How to prepare a forest for climate change


Climate change is taking its toll on forests: since 2018, nearly 400,000 hectares of forest stands have been lost to drought and pest infestation in Germany alone. There is no question: the forests must be made fit for the challenges of the coming years. But what will the forest of the future look like? Will there still be beech, oak, pine and spruce? Or will species still considered exotic today take over the reigns?

(only in German)

„For me, the future forest is not an artificial product that we can think of in this way. We would be guaranteed not to take into account important factors that will then emerge in future weather extremes. That's why my future forest is the one we already have now, but much closer to nature.“
Dr. Susanne Winter, WWF Germany

Only viable forests can fulfil the protective function for water and soil, contribute to biodiversity or serve as an essential sink for carbon dioxide emissions. In recent years, however, Germany's spruce forests in particular have proven to be not stable enough. The condition of pine and beech stands is also a cause for concern. The Federal Ministry of Agriculture has therefore made 900 million euros available annually to forest owners who convert their forests and thus maintain or increase the ecosystem services of the forest. The main focus is on developing more natural mixed forests, which have proven to be more resilient.

Experts differ in their opinions on exactly how this transformation should take place. While some call for natural development processes to be used in forest conversion, others say that natural forest development cannot keep pace with the rapidly advancing climate change and that forest conversion must therefore be managed more strongly.

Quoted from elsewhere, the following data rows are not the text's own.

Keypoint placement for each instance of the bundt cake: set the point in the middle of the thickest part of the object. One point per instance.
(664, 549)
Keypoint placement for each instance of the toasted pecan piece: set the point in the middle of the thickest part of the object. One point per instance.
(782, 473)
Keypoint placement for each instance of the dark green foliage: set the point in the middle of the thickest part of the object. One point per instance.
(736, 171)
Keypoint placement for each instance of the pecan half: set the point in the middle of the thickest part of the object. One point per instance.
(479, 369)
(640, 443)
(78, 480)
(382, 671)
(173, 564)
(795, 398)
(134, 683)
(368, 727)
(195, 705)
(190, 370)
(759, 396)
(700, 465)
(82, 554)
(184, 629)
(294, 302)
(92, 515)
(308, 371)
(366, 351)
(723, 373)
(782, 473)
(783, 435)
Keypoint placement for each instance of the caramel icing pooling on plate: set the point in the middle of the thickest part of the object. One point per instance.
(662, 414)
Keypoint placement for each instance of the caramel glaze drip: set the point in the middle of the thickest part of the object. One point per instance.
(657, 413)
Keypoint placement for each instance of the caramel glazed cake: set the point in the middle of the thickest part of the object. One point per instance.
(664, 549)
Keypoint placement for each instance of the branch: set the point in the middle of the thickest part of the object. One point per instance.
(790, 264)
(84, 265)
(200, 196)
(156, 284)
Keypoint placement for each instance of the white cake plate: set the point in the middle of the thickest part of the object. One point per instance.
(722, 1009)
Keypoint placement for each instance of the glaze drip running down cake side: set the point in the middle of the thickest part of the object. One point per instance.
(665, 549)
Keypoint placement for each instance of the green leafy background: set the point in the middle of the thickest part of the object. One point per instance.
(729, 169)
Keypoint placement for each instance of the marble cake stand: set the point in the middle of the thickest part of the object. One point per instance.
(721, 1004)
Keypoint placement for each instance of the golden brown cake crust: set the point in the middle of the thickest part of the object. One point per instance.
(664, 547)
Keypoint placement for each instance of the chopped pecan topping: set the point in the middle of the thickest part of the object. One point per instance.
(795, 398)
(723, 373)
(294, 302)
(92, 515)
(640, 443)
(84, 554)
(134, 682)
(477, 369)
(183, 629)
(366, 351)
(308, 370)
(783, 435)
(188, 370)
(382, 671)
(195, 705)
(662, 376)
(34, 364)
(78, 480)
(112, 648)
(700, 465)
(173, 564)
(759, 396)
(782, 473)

One reason for this is the demand for wood: Germany currently needs around 80 million cubic meters of harvested wood per year, for example for timber construction, paper production and as a source of energy - and this demand should be met from domestic forests as far as possible so as not to cause leakage effects. Will this still be possible in the future?

In addition, forests had stored about seven percent of Germany's greenhouse gas emissions by 2019. This important sink function is currently in danger of being lost. How can the storage function of forests be increased again?

In this podcast episode, our guests Susanne Winter, Head of the Forest Programme at WWF Germany, and Andreas Bolte, Head of the Thünen Institute for Forest Ecosystems, create a picture of the forest of the future. They talk about the advantages of small-scale ownership in Germany for forest conversion and the opportunities and risks of invasive species. It is about reducing the demand for fresh wood and a cascade use of wood, about common good standards for the allocation of subsidies and an acceleration of the transformation process, which must take place above all outside the forest. After all, 30 per cent of fresh wood is currently still being burned - a far too large amount from a climate perspective.


Our guests

Dr Susanne Winter is a forest ecologist and heads the forest programme at the nature conservation organisation WWF Germany. The focus of her work is on improving forest management in order to preserve biodiversity and climate protection services of forests.

Prof. Dr Andreas Bolte heads the Thünen Institute of Forest Ecosystems in Eberswalde and teaches forest ecology at the University of Göttingen. In his research, the forest scientist focuses primarily on beech forests and the adaptation of forests and forest management to the consequences of climate change.